The moderate wing of Sadval now intends to resurrect that goal, but by redrawing the borders of Azerbaijan to incorporate the Lezgin-populated regions of southern Daghestan and creating a Lezgin autonomous region, according to an article published on 26 January in the Azerbaijani online daily zerkalo.az. The paper quoted an unidentified source within Sadval as arguing that "the Daghestan Lezgins cannot remain within a republic that is being turned into a breeding ground for international terrorism and which is choking in the grip of an inter-ethnic confrontation in which several foreign countries have a hand."

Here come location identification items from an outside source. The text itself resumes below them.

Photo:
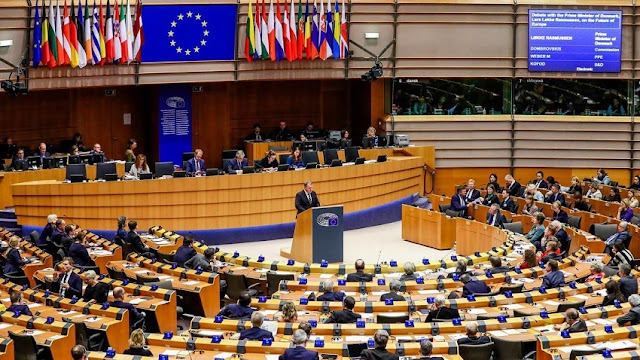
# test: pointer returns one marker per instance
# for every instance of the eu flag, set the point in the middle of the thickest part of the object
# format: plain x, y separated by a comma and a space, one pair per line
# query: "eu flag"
189, 32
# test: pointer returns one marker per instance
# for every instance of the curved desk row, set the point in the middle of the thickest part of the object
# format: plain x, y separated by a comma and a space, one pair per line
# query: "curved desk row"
217, 202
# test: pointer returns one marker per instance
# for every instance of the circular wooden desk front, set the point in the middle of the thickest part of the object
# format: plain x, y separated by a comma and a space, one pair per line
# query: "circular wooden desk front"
216, 202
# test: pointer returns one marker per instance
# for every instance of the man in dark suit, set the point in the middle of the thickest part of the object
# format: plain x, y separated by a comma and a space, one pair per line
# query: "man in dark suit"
472, 193
79, 253
506, 203
496, 265
299, 352
18, 158
459, 202
572, 322
471, 287
256, 333
136, 243
329, 294
346, 315
241, 310
554, 195
513, 187
195, 166
539, 181
67, 283
359, 275
18, 305
307, 198
472, 335
494, 216
380, 352
282, 133
256, 135
238, 163
184, 252
438, 310
394, 287
628, 283
554, 277
118, 301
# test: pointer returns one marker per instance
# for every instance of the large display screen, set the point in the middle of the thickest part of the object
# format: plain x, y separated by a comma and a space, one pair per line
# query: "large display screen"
574, 40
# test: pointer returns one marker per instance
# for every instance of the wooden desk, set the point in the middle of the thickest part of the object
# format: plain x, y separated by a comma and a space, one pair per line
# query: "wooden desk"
428, 228
217, 202
9, 178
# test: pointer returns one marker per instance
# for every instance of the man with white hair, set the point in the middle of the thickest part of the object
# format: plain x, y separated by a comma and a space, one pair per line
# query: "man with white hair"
513, 187
394, 287
256, 332
96, 292
380, 352
438, 310
633, 316
329, 294
472, 335
299, 352
622, 234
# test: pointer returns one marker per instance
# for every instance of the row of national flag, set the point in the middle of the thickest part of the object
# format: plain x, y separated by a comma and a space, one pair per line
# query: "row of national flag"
284, 36
61, 39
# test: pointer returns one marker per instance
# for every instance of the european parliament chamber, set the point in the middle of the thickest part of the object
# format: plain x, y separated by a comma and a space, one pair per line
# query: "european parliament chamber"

But Sadval's proposed solution is, as zerkalo.az observed, unrealistic insofar as neither the Russian Federation nor Azerbaijan is likely to agree to a redrawing of the border between the two countries. At the same time, the online daily also notes that all Moscow's efforts to impose stability on Daghestan have proven fruitless, and the republic's future remains unclear. Sadval may at present number nothing more than a few dozen embittered feuding nationalists, but it remains a potent myth, and one that foreign powers with an interest in destabilizing the Caucasus might seek to co-opt for their own ends, zerkalo.az concluded. (Liz Fuller)
QUOTATION OF THE WEEK. "I think that in the future Chechnya will be a tourist paradise." -- Pro-Moscow Chechen Prime Minister Sergei Abramov, in an interview published in "Rodnaya gazeta," No. 4, 3 February.
"Azerbaijan excludes the possibility of using its territory for military purposes against Iran." -- Azerbaijani Foreign Ministry Press Service head Tahir Tagizade, in an interview with day.az on 10 February.